Life changed. Relationships. School. Work. Travel. Everything loud and demanding my immediate attention (attention I couldn’t give to photo and video…)
It wasn’t until 2018 that the spark came roaring back. I shot weddings. I shot video. I remembered why I ever picked up a camera in the first place. People trusted me with vows and tears and the once-in-a-lifetime moments that only a shutter can preserve. 2019 was the year it started feeling real — like this could be more than a hobby.
Then came adulthood with a capital A. Bills. Salaries. Corporate life. I moved into software sales and marketing because creativity doesn't always pay rent on time. But every spare moment, I found myself drifting back to photography like gravity. Family events, small weddings, random shoots because I just… missed it. I shot weddings for friends. I remembered what it felt like to freeze real moments — nervous hands, tearful vows, the laughter that only happens once.
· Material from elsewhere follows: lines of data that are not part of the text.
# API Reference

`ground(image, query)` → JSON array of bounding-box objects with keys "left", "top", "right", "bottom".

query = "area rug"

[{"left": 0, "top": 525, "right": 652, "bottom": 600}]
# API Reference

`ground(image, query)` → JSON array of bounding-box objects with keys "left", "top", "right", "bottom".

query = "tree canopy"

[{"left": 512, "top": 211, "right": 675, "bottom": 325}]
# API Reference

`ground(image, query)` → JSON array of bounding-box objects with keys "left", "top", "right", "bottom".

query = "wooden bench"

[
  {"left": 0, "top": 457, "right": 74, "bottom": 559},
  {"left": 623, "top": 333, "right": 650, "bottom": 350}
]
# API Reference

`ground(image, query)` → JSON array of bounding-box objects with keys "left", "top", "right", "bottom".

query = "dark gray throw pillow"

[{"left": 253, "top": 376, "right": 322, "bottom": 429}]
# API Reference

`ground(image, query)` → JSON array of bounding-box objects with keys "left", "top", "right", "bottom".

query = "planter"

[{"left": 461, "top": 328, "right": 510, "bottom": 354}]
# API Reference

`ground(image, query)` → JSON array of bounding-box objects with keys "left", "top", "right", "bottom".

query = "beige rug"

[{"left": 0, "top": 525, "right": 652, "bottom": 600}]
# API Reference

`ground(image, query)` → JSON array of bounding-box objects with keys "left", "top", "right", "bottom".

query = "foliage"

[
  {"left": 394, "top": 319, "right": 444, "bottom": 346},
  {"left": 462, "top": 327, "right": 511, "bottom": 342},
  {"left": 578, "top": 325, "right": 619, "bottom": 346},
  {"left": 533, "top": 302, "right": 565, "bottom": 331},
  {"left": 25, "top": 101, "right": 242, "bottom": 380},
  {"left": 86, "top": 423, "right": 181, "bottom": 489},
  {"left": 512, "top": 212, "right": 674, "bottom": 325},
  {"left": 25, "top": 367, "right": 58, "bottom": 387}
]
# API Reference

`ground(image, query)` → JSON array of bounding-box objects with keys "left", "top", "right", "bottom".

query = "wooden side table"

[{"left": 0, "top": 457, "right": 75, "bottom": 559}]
Creativity never stopped tapping my shoulder like “hey, you’re supposed to be making things.” I worked with marketing agencies, eventually one specializing in wedding videos and wedding venue campaigns — which is ironic because I was helping other people grow their creative businesses while mine sat neglected. The classic expression of the cobbler’s children having no shoes.
But eventually I looked at the hard drives and thought:
“I help everyone else tell their story.
Why am I not telling mine?”
So Here We Are
I’m pulling images out of old folders like dusty journals.
Remembering who I was, who I became, who I’m still becoming.
The sensor scratch.
The neon spaghetti fireworks.
The f/1.8 everything-phase.
The gritty HDR era.
The I-am-basically-Ansel-Adams delusion.
Every stage makes me laugh and makes me grateful.
Photography isn’t just something I did.
It’s the thread that wove through every version of my life.
This messy scrapbook of memories (this blog) is proof.
I’m still that curious kid in the backyard twisting dials, just with better gear, better taste, and more stories to tell.